Over the years, we’ve tried several brands of gas cans. Most of them leak at the nozzle seal. We keep our skis at a local marina that does not sell gas, and two nearest river gas stations close early on weekdays. Often without warning, they’ll close at 5 pm. If we go out after work, we only have one tank to use.

So we often carry 3 of these. Fuel weighs nearly 8 pounds per gallon, so I’d rather not carry a 10 gallon can. Having 2 of these per jet ski can add an hour or more to your fun. Just make sure your marina owner is OK with having gas cans on the dock. Or you can store them upright in your vehicle.

11. Getting Caught In A Storm

Weather can be one of the scariest situations you will run into on the open water. It is important always to check the weather before you go out. Tune in to the National Weather Service to get the most updated warnings for your area. While some storms may just pop up, most are seen coming and easy to avoid. 

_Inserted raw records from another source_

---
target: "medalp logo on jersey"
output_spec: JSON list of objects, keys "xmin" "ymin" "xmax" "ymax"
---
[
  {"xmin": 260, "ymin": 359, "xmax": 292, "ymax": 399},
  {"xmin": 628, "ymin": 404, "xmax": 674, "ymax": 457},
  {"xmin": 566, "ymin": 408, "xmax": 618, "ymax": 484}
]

You should also always keep an eye on the horizon. If you see dark, ugly clouds come rolling in, it is time to go home. Don’t try to get those last few minutes of fun in, get to safety. Storms potentially bring choppy water or large waves that make riding dangerous. They can also bring lightning that is life-threatening. If you do get stuck out on the water, it is important to know what to do on a boat if there is lightning.

  • Stay low: If there is absolutely nowhere to go, you want to stay as low as possible on the jet ski. Lightning hits the tallest object, so if you are upright on your jet ski in the middle of a lake, you’re the number one target.
  • Get to shore: Even if you are far from home, get to shore as quickly and safely as possible. There will be much more protection from a storm onshore than in the middle of a body of water.
  • Look for rocks: Rocky terrain is best. Try to find large rock formations that you can hide under. Not only will they give you shelter from the lightning, but they will keep off some of the rain as well.
  • Stay away from trees and antennae: Both of these attract lightning strikes. You don’t want to be parked under either one while the storm is raging. 

12. Letting Inexperienced Riders Use Your Ski

Ultimately, you are responsible for everything that happens on your ski even if you aren’t the one driving it, so be picky about who you let use it. The less experience a driver has the more all these other dangers become possibilities. If a rider isn’t familiar with a jet ski, they are more likely to:

  • Crash
  • Fall Off
  • Hit Stuff

Don’t put yourself in a position where you are liable for someone else’s stupidity. This is especially true if you use your craft for any of the business endeavors I wrote about.

If you are going to let a newbie drive your jet ski, make use of the custom speed feature on most skis. This will prevent them from maxing out speed and performance. It will allow you to gauge their handling ability and prevent any mistakes from causing major damage.

Riding your jet ski should be a fun experience. The key is to be smart and know your limits. Pay attention to these suggestions, and you should have a great time in the water.